While welfare reform has been successful in taking "small steps" towards championing indigenous responsibility, the submission says that it arguably has not done enough to prevent cultural loss and the extinction of indigenous languages.
"We contend that cultural recognition and equality are wholly compatible. Indeed, we contend that they are two sides of the same coin, tied together just as rights are tied to responsibilities," the submission says.
It argues that the removal of racially discriminatory provisions of the constitution is far more important than the recognition of the first Australians in a new preamble to the constitution. "This is much more than a question of symbolism, though symbols are important," it says.
"This is an opportunity to change Australia's approach to indigenous policy and law. It is also an opportunity to resolve and define the position of indigenous peoples within Australia and to become what we have been trying to be: 'A reconciled indivisible nation'."
The institute argues that the present "race-based" approach to indigenous policy development is flawed, asserting it was born from a colonial system, and has perpetuated colonial myths of indigenous Australian inferiority, dependency and incapability.
"If we are serious about substantive equality and equal life outcomes for indigenous Australians, we must be serious about equal treatment before the law," the submission says.
"Likewise, indigenous Australian cultures and languages must finally be celebrated as an indispensable part of Australian identity. They must be supported to prosper and to be enjoyed by the entire nation."
Cross-party support for the referendum will be crucial, given the dismal track record of proposals for constitutional reform. But Liberal leader Tony Abbott has signalled a willingness to go beyond considering a new preamble and has described Mr Pearson as "a true visionary and a very significant leader in contemporary Australia".

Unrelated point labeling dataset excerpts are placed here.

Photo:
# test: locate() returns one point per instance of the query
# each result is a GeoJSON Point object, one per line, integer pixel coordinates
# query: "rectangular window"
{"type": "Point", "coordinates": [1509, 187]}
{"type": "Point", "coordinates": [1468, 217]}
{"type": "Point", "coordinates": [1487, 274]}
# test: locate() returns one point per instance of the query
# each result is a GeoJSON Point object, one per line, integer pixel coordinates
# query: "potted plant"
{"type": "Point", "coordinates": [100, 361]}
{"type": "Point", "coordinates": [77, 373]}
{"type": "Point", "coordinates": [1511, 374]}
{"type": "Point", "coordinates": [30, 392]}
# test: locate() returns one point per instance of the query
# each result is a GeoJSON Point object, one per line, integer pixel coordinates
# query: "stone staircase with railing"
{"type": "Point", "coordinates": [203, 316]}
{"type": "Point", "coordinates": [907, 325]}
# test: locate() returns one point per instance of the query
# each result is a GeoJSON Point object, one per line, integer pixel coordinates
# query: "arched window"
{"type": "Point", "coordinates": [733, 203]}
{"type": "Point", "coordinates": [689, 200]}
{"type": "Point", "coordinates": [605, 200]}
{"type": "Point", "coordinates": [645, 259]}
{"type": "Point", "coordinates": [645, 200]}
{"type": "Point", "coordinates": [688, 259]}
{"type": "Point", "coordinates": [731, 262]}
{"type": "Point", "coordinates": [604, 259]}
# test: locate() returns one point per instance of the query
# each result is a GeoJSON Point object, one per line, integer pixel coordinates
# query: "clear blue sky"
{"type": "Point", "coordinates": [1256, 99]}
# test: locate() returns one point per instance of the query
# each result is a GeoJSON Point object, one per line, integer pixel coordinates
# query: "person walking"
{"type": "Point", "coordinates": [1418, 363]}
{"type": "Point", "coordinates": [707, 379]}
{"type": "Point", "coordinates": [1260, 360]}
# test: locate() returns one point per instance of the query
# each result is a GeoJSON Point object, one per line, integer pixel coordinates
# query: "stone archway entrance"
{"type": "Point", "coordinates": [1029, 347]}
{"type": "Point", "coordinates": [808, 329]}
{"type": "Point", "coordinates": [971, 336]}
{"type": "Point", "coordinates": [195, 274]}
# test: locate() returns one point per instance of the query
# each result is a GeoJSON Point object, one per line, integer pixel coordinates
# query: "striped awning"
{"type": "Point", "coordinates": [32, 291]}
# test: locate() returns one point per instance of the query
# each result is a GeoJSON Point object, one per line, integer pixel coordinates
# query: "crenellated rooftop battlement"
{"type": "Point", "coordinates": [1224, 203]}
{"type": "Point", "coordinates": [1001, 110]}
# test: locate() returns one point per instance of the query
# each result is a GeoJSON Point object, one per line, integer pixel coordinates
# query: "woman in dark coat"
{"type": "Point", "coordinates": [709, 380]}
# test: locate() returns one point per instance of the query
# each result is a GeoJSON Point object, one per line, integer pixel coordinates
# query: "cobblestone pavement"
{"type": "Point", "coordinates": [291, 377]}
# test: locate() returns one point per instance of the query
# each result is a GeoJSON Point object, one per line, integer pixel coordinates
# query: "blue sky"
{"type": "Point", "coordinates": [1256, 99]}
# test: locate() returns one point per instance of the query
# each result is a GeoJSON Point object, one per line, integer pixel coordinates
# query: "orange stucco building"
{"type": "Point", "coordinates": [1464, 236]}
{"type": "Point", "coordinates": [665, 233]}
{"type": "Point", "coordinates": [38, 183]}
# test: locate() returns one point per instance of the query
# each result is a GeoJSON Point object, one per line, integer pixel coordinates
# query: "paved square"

The submission argues that closing the gap must start with an expectation of more, not less, from indigenous Australians. "We must start by admitting the errors we have made in our history," it says.
"There has been too much adverse discrimination against indigenous Australians. More recently, there has been too much 'positive' discrimination with adverse results, driven by white guilt and perpetuating indigenous Australian victimhood. The 'soft bigotry of low expectations' lingers on.
"We contend that Australia must be done once and for all with feelings of guilt and national shame over past discriminatory policies and current inadequate outcomes."